CRISPR technologies for Cystic Fibrosis treatment
Cystic fibrosis is an inherited genetic disease that mainly affects the lungs and the digestive system
On April 6, the first meeting was held, on the one hand, with people with Cystic Fibrosis and the Euskadi Cystic Fibrosis Association (Arnasa) and, on the other, with the NanoBioCel research group of the CIBER-BBN and the University of Basque Country, which is also part of the ICTS Nanbiosis through the Drug Formulation Unit U10.
The cooperative relationship between the NanoBioCel research group and Arnasa began approximately 5 years ago with the contributions made by the association to the NanBioCel group for research in cystic fibrosis.
The goup has focused on the development of non-viral vectors to address the treatment of cystic fibrosis through gene therapy. Progress is currently being made in the development of CRISPR technologies for its treatment.

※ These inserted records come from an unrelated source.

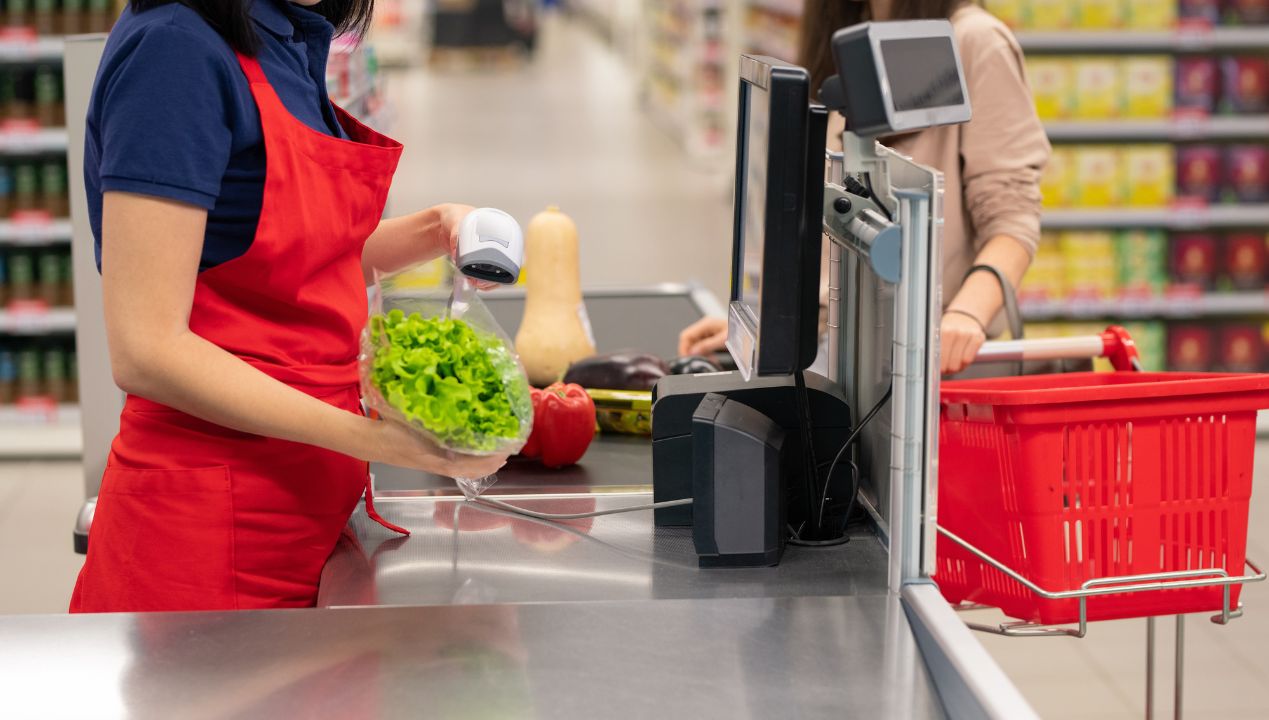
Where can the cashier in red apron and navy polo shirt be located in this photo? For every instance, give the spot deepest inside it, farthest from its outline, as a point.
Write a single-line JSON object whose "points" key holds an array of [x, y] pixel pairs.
{"points": [[238, 219]]}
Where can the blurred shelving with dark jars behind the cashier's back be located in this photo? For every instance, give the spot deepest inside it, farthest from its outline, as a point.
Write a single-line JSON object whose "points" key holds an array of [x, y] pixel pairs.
{"points": [[37, 323]]}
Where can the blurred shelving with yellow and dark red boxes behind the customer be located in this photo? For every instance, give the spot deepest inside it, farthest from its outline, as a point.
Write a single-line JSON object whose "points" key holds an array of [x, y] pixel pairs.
{"points": [[1158, 195]]}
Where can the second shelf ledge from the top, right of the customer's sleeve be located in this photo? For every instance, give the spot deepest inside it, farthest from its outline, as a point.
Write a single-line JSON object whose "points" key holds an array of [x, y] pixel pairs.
{"points": [[1162, 130]]}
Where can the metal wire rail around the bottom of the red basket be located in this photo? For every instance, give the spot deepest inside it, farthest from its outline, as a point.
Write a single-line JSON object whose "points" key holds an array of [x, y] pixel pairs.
{"points": [[1178, 580]]}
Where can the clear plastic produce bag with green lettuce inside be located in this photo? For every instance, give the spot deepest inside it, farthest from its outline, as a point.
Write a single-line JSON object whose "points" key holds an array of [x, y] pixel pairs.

This meeting was organized with the main objective of making those affected aware of the research carried out by NanoBioCel in cystic fibrosis and promoting associationism and collaboration between affected people and researchers to better understand the disease and find promising solutions.
The event was attended by almost 28 associates and many of the rest requested that the presentation of the researchers be recorded
Arnasa is the Cystic Fibrosis Association of the Basque Country and contributes with its work and activities to the promotion of general interest and the visibility of the disease, as well as to the improvement of the quality of life of people affected by the disease and their families.
In the picture: Increased activity of the chloride channel in CUFI cells transfected with non-viral vectors.